We Need a Little Christmas
You know that holiday music staple, taken from Jerry Herman’s Broadway musical Mame. In the show, the song comes just after Mame has lost her fortune in the great Wall Street crash of 1929. Mame decides that she, her little nephew Patrick and the two household servants need some cheering up.
For we need a little Christmas
Right this very minute,
Candles in the window,
Carols at the spinet.
A lot of us are feeling these days like we need a little cheer. When I went online to review the lyrics, I found a stanza I didn’t know was there.
For I’ve grown a little leaner,
Grown a little colder,
Grown a little sadder,
Grown a little older
There is a leanness of soul in the aftermath of Newtown. We feel colder, sadder, older. We need a little Christmas. Candles in the windows and carols at the spinet are lovely. But the real Christmas we need is the message sung to shepherds lonely on a hillside, to a thirteen year-old mother and a soul-stricken father who were literally using a barn for a maternity ward. They definitely needed a little Christmas.

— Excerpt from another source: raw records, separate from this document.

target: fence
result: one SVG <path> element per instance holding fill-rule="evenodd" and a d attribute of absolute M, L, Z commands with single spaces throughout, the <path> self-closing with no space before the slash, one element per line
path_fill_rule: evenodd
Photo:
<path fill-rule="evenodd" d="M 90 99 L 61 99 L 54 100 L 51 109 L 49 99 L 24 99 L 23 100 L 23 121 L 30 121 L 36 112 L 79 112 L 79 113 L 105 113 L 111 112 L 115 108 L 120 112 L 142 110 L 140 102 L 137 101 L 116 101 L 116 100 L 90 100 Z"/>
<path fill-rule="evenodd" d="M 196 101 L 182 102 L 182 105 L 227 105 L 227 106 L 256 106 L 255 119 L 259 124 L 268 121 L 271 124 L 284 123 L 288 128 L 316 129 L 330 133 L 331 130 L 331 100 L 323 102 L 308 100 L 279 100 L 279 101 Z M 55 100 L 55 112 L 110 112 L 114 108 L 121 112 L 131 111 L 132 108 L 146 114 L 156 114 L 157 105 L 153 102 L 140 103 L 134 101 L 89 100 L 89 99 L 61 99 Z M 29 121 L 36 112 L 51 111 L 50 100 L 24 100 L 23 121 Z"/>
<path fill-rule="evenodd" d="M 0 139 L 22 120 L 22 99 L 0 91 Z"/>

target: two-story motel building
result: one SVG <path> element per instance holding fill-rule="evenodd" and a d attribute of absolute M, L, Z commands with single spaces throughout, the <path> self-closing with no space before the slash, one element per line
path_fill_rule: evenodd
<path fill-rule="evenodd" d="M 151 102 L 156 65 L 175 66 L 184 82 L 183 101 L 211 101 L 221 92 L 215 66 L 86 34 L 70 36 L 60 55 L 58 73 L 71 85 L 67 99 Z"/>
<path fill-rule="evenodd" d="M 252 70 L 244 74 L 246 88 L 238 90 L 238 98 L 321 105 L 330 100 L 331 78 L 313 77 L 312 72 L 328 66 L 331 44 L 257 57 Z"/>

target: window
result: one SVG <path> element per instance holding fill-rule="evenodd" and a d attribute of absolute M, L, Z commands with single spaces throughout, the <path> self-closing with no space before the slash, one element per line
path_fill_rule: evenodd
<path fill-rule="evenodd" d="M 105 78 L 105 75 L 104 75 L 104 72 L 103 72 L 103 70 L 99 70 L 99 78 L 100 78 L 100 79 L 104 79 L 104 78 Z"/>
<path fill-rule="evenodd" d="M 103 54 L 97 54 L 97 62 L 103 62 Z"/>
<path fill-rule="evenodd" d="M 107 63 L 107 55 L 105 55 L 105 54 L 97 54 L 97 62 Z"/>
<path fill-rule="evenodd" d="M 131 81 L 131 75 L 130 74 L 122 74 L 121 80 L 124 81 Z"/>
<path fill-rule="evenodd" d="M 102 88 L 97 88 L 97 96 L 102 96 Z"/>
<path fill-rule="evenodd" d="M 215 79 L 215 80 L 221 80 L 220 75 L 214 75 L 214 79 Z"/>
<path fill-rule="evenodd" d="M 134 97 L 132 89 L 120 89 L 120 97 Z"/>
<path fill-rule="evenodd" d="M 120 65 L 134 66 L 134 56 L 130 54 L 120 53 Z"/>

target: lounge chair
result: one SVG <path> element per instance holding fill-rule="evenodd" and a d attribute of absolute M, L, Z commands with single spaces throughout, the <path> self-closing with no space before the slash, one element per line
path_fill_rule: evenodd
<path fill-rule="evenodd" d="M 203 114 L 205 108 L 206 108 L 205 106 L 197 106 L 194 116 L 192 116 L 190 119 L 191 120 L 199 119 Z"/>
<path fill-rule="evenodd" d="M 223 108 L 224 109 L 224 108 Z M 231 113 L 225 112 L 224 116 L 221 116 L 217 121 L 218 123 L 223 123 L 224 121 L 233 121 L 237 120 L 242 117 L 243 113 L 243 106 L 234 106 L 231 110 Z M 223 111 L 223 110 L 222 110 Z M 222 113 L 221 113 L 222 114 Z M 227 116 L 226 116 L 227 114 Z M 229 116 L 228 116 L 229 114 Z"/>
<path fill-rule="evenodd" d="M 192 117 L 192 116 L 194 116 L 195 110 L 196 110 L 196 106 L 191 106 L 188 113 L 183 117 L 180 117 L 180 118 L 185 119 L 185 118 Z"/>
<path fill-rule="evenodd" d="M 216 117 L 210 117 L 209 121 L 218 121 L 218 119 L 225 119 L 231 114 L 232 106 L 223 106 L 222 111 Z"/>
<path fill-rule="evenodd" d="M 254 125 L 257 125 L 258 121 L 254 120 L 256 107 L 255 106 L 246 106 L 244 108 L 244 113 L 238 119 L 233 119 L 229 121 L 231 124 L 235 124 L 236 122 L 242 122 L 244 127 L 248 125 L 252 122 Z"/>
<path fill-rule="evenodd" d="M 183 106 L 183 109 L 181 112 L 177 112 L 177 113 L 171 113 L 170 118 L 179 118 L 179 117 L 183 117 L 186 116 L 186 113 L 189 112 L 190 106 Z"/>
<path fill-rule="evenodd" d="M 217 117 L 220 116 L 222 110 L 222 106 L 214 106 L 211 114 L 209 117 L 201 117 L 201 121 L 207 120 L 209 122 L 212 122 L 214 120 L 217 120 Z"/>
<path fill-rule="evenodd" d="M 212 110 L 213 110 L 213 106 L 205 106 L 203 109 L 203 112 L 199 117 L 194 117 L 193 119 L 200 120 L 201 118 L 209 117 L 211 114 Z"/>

What they got was so much greater. “Behold, I bring you tidings of great joy.” Your savior is here. There is hope. In the flesh of this infant, God and humanity are reconciled. “Peace on earth, good will among men.” This is Class A, ripsnorting joy. Once that truth sinks in, you want to put candles in the window, sing carols at the spinet. I do, anyway.
But if holiday merriment is only a sentimental ritual; if Christmas cheer is mostly just booze, “Christmas” can only be an annual, nostalgic pilgrimage to childhood memories. By midnight, you just feel worse.
Yes, we need a little Christmas. The kind that comes when we know that God is with us, even and especially in our leanness, no matter how cold and sad and old we feel. Nevertheless, the angels promise, nevertheless God is with us.
Matt Edwards says
Recently I was forced to look at my life thru the eyes of my 6 yr old self and I kept getting the visual of “mini me” looking at me with a very puzzled look. The only solace I can take from any of this is that these kids died as nearly perfect little people, and my faith tells me they are looking down at all the pain and sorrow and that brings them/us hope for the future on earth.